The 180- and 190-kDa isoforms of CD45 are preferentially expressed on the helper inducer (memory) subset of CD4 cells. In order to generate monoclonal antibodies against the extracellular domains of these isoforms and determine whether they could regulate the function and activation of these cells, we developed a mAb, anti-4H2D, by immunizing Balb/c mice with an isogenic mouse pre-B cell line expressing the human 190-kDa CD45 isoform. Anti-4H2D reacts with approximately 60% of T cells, 70% of CD4 cells, and 60% of CD8 cells. The CD4 cell population defined by this mAb corresponds functionally and phenotypically to that defined by the CD45RO+CD29+ subset. Western blotting demonstrated that anti-4H2D reacts primarily with the 190-kDa isoform of CD45 and to a minor extent, the 205- and 180-kDa CD45 isoforms. Interestingly, this mAb reacted with only a subpopulation of mature thymocytes and peripheral T cells, despite the fact that the 190-kDa CD45 isoform, as well as CD45RO and CD29, is more widely distributed on cells of hematopoietic origin. The 4H2D epitope was neuraminidase sensitive, indicating that anti-4H2D reacts with a carbohydrate epitope which is present on only a subset of the T cells containing the 190-kDa CD45 isoform epitopes. Functional studies showed that soluble anti-4H2D augmented T cell proliferation induced by the CD2 and CD3 pathways, and treatment of T cells with this mAb up-regulated [Ca2+]i flux induced by both anti-CD2 and anti-CD3 mAbs. These results suggest that the 190-kDa CD45 isoform on human CD4 cells is heterogeneous and that the 190-kDa isoform recognized by anti-4H2D regulates the function and activation of CD4 helper T cells.

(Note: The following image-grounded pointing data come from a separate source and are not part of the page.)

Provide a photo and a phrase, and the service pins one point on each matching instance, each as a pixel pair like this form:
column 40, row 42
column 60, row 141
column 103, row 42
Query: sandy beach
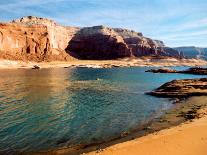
column 128, row 62
column 189, row 138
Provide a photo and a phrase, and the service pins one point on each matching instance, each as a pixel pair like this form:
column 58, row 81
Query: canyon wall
column 40, row 39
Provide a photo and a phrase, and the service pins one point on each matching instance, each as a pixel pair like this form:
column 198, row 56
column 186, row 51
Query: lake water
column 50, row 108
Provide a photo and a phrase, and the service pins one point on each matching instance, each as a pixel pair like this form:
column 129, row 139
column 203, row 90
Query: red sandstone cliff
column 39, row 39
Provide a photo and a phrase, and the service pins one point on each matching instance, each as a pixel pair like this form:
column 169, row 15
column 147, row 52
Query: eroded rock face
column 98, row 43
column 39, row 39
column 101, row 42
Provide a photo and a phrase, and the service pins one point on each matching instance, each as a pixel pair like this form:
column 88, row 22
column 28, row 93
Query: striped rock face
column 39, row 39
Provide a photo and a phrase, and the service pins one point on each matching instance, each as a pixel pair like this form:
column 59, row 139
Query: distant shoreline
column 170, row 122
column 127, row 62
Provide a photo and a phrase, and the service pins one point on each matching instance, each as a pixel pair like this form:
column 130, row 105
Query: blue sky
column 176, row 22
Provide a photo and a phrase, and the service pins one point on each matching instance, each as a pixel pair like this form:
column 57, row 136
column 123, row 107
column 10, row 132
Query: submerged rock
column 36, row 67
column 193, row 70
column 182, row 88
column 161, row 70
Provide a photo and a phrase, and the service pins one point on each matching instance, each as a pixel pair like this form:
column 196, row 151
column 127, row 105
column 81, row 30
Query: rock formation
column 193, row 70
column 182, row 88
column 193, row 52
column 39, row 39
column 32, row 38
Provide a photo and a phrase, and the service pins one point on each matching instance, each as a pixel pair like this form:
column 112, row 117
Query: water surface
column 51, row 108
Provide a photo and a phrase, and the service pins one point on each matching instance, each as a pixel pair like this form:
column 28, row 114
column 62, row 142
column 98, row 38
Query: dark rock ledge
column 182, row 88
column 194, row 70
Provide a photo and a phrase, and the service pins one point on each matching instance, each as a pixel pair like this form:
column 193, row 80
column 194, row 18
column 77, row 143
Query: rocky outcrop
column 33, row 38
column 39, row 39
column 193, row 70
column 161, row 70
column 98, row 43
column 193, row 52
column 101, row 42
column 182, row 88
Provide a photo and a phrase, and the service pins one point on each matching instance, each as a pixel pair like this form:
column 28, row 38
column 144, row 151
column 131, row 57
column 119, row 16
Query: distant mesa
column 41, row 39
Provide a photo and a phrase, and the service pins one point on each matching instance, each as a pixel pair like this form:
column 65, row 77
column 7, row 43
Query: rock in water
column 40, row 39
column 182, row 88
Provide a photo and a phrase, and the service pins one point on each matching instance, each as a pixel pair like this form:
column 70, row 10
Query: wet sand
column 185, row 139
column 128, row 62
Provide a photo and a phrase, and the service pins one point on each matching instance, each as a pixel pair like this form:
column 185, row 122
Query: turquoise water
column 50, row 108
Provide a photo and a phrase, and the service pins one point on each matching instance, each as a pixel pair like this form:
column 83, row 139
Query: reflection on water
column 50, row 108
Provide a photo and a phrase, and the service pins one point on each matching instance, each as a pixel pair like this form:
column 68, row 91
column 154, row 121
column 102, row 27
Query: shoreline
column 172, row 118
column 188, row 138
column 127, row 62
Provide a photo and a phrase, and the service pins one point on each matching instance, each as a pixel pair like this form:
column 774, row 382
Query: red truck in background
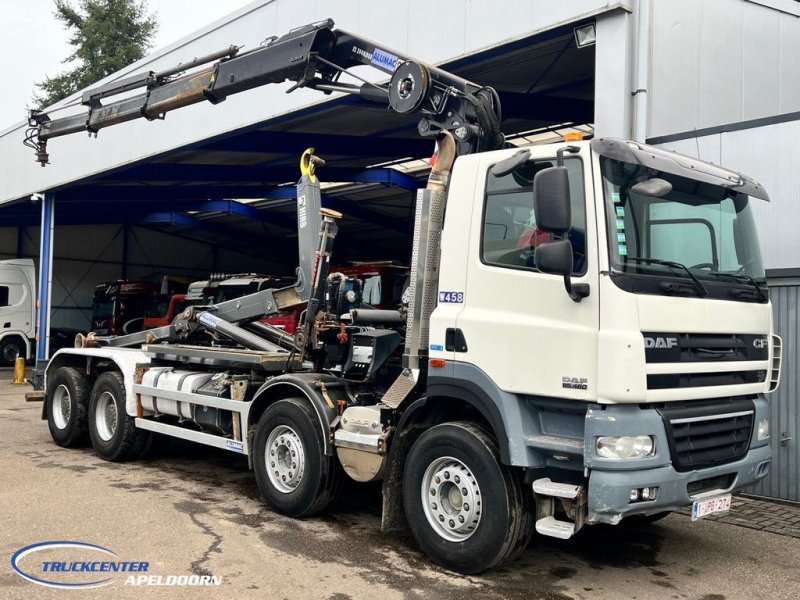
column 163, row 308
column 118, row 307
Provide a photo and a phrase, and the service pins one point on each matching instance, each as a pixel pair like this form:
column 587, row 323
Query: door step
column 545, row 487
column 552, row 527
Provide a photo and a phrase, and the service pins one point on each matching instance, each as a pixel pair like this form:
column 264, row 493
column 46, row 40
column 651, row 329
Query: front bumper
column 609, row 491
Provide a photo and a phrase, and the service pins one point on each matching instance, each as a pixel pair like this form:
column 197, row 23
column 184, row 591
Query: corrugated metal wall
column 771, row 154
column 784, row 478
column 716, row 62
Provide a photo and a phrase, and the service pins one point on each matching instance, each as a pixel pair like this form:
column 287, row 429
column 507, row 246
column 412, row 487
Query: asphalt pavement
column 195, row 512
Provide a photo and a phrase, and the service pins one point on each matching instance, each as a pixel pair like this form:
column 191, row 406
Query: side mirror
column 551, row 200
column 554, row 257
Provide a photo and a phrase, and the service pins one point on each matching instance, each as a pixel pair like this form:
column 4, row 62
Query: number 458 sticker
column 451, row 297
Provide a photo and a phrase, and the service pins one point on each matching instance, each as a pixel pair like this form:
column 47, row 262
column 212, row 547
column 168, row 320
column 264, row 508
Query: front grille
column 661, row 347
column 709, row 433
column 682, row 380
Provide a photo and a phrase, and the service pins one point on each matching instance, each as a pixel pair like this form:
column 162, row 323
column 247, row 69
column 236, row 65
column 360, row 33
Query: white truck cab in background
column 17, row 309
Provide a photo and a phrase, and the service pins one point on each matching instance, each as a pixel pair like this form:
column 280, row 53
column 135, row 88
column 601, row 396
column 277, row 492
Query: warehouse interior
column 226, row 204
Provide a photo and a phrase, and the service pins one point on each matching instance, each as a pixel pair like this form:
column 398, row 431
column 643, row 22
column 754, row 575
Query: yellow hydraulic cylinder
column 19, row 371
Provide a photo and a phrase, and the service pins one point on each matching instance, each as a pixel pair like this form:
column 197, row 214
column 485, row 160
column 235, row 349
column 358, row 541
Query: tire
column 113, row 433
column 292, row 471
column 497, row 526
column 67, row 407
column 10, row 349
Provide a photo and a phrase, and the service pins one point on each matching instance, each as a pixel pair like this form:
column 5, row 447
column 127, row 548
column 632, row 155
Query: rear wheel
column 467, row 511
column 292, row 471
column 113, row 433
column 67, row 406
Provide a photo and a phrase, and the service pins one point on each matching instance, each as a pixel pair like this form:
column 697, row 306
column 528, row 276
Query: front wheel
column 113, row 433
column 292, row 471
column 67, row 404
column 467, row 511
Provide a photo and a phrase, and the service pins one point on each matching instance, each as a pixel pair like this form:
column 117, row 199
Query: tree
column 107, row 35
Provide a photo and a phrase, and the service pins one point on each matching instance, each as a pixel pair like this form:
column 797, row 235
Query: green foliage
column 106, row 36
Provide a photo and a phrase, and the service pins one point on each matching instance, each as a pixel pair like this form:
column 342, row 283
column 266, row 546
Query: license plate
column 709, row 506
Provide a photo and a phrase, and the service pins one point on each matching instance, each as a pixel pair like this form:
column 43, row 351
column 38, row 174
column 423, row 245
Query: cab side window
column 510, row 234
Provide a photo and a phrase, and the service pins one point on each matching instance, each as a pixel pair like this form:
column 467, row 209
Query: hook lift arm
column 312, row 56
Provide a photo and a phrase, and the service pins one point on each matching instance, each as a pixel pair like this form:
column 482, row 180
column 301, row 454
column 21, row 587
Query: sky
column 33, row 43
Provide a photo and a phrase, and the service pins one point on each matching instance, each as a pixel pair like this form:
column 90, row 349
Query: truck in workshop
column 587, row 336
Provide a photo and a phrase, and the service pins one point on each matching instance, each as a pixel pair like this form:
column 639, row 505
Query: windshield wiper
column 762, row 295
column 674, row 265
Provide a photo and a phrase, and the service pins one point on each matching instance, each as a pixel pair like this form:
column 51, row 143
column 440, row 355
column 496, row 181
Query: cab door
column 520, row 325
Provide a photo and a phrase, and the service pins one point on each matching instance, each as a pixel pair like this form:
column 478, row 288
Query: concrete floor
column 198, row 511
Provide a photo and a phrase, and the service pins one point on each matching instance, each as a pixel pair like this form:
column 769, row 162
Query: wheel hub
column 62, row 406
column 106, row 416
column 10, row 353
column 285, row 459
column 451, row 499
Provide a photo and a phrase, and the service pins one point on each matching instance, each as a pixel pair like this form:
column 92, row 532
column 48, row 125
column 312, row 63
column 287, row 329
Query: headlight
column 763, row 429
column 626, row 446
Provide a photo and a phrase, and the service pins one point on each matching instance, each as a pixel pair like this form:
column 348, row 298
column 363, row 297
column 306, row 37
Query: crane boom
column 313, row 56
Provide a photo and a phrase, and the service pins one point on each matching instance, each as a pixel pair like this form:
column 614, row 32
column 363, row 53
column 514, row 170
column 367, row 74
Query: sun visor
column 677, row 164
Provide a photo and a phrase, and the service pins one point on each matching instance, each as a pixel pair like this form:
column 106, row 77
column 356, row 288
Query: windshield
column 699, row 232
column 103, row 310
column 157, row 306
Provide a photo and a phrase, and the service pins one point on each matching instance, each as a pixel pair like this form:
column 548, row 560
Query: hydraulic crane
column 313, row 56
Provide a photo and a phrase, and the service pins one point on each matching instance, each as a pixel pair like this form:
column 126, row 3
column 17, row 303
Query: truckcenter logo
column 70, row 565
column 78, row 568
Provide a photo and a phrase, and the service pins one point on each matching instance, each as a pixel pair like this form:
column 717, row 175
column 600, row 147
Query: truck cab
column 118, row 307
column 646, row 383
column 17, row 307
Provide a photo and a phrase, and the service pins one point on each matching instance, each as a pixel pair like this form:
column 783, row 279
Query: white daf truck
column 17, row 309
column 588, row 338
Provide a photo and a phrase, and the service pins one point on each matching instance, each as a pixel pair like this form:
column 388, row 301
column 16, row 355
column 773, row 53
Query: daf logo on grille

Signaling from LFA-1 contributes signal transduction through CD2 alternative pathway in T cell activation

LFA-1, a member of the integrin family of molecules, is involved in mediating cellular adhesion in all phases of the immune response, playing a role in the interaction of helper T cells as well as in killing of target cells by both cytotoxic T cells and natural killer cells. We have developed a monoclonal antibody, anti-HVS6B6, which recognizes a functionally unique epitope of the LFA-1 molecule. Although this mAb itself was not mitogenic against T cells, it induced a strong proliferative response when added to T cells with submitogenic concentrations of anti-CD2 (anti-T11(2) and anti-T11(3)) mAbs. In contrast, other anti-LFA-1 mAbs (CD11a and CD18) suppressed this anti-CD2 mAb-induced T cell proliferation. Kinetic studies showed that anti-HVS6B6 acts on an early event in CD2-mediated T cell activation. Although T11(3)-epitope expression induced by anti-T11(2) mAb was not affected by treatment of cells with anti-HVS6B6, both Ca2+ influx and phosphatidylinositol turnover induced by anti-CD2 mAbs were markedly enhanced by the pretreatment of T cells with anti-HVS6B6 mAb. These results indicate that the LFA-1 mediating signal contributes to a very early phase of signal transduction during CD2-mediated T cell activation.